Differential Methylation of Genomic Regions Associated with Heteroblasty Detected by M&M Algorithm in the Nonmodel Species Eucalyptus globulus Labill.

Epigenetic regulation plays important biological roles in plants, including timing of flowering and endosperm development. Little is known about the mechanisms controlling heterochrony (the change in the timing or rate of developmental events during ontogeny) in Eucalyptus globulus. DNA methylation has been proposed as a potential heterochrony regulatory mechanism in model species, but its role during the vegetative phase in E. globulus has not been explored. In order to investigate the molecular mechanisms governing heterochrony in E. globulus, we have developed a workflow aimed at generating high-resolution hypermethylome and hypomethylome maps that have been tested in two stages of vegetative growth phase: juvenile (6-month leaves) and adult (30-month leaves). We used the M&M algorithm, a computational approach that integrates MeDIP-seq and MRE-seq data, to identify differentially methylated regions (DMRs). Thousands of DMRs between juvenile and adult leaves of E. globulus were found. Although further investigations are required to define the loci associated with heterochrony/heteroblasty that are regulated by DNA methylation, these results suggest that locus-specific methylation could be major regulators of vegetative phase change. This information can support future conservation programs, for example, selecting the best methylomes for a determinate environment in a restoration project.

1. Introduction

Tree species are usually able to tolerate a wide range of environmental conditions. In fact, they are able to tolerate a wide range of environmental conditions and, in many cases, extreme seasonal changes [1]. Some of these organisms are able to manifest different phenotypes depending on the environment in which they grow. This phenomenon, called phenotypic plasticity, has been defined as a change in the phenotype expressed by a single genotype in different environments [2, 3]. Phenotypic plasticity evolves to maximize fitness when the environment is variable and increases with latitude [4-6].

Leaf heteroblasty is a significant and abrupt change in form and function that occurs over the maturation process (phase change from seedlings to reproductive individuals) of certain plants [7]. Characteristics commonly affected include leaf form, size, and arrangement. The earlier and later stages of leaf development are named juvenile and adult, respectively. In contrast to phenotypic plasticity, heteroblastic development does not depend on environmental cues. However, the timing or rate of heteroblastic changes, which can be referred to as a type of heterochrony—change of relative timing of events throughout development—can be modified by the environment [8]. Heterochrony has been implicated in plant evolution, because it can impact the physiology, phytochemistry, or resistance to pests and disease of certain plants [9, 10]; however it is a plastic response largely underexplored.

Phenotypic plasticity and heterochrony may interact to produce a pattern of variation in the leaf phenotype, even in organisms with little or no genetic diversity. Most endangered species have lower genetic diversity than related nonendangered species [11], and phenotypic plasticity and heterochrony together can increase the possibilities of adaption/persistence. Therefore, knowledge of the molecular mechanisms regulating both processes could open new alternatives to assist conservation programs.

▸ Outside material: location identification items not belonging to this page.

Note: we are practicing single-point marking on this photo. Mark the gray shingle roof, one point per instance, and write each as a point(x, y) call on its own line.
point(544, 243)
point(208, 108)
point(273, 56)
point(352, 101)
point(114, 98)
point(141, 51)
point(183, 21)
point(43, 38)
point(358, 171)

Epigenetic regulation, in particular DNA methylation, plays an important biological role in plants, including timing of flowering and endosperm development [12]. Transgenerational inheritance of DNA methylation can mediate phenotypic plasticity via novel epialleles and phenotypes within populations/species [13]. In a review by Pascual et al. [3] it was shown that the coordination of genetic and epigenetic mechanisms mediated phenotypic variation in different plants. For example, in populations of Arabidopsis thaliana with experimental alteration of DNA methylation, the overall patterns of variability among the genotypes indicated that epigenetic changes could affect not only the short-term environmental responses of plants, but also the evolutionary potential of important traits and their plasticity [14]. Similarly, a recent study in invertebrates proposed that the absence of germline DNA methylation in genes involved in the response to fluctuating conditions facilitates phenotypic variation, which could contribute to increased adaptive potential [15]. In conifers it has been reported that environment influences a differential DNA methylation during embryogenesis, inducing differential priming of the embryos that causes differential capabilities to adapt to environment [16].

There is little evidence linking epigenetic regulation and heterochrony. Only a few studies focusing on epigenetic changes during leaf differentiation and development have been developed in Arabidopsis [17-19], rice [20], or pine [21] but none of these species are strongly heteroblastic. Environmental cues are perceived as input signals for the microRNA156/SQUAMOSA promoter-binding protein-like (SPL or SBP box) module and act as a quantitative developmental clock of phase transitions in plants [22, 23]. The evidence shows that sugars promote vegetative phase change through their effect on miR156 [24], but other endogenous factors could play additional important roles. The same authors proposed that heritable epigenetic modification of the miR156 precursor and/or additional chromatin structure alterations could regulate heteroblasty [24].

Eucalyptus globulus, a tree of Australian origin but cultivated worldwide, is strongly heteroblastic with clear differences between its juvenile and adult leaves [25]. Jordan et al. [26] found that genetic association of the timing of vegetative phase change with growth rate ranged from positive to negative at different sites. Early phase change may be favored in warm, wet environments to reduce damage produced by leaf fungi, but it may also be favored on exposed dry sites to increase form or plant structure by which it is protected from desiccation [27, 28]. Genome-wide DNA methylation maps of many model organisms have been reported, but in nonmodel organisms like Eucalyptus spp. the methylation patterns remain poorly studied. These types of maps can be applied to a wide range of biological problems, using the analysis of methylation differences between ecotypes or individuals within species [29-31].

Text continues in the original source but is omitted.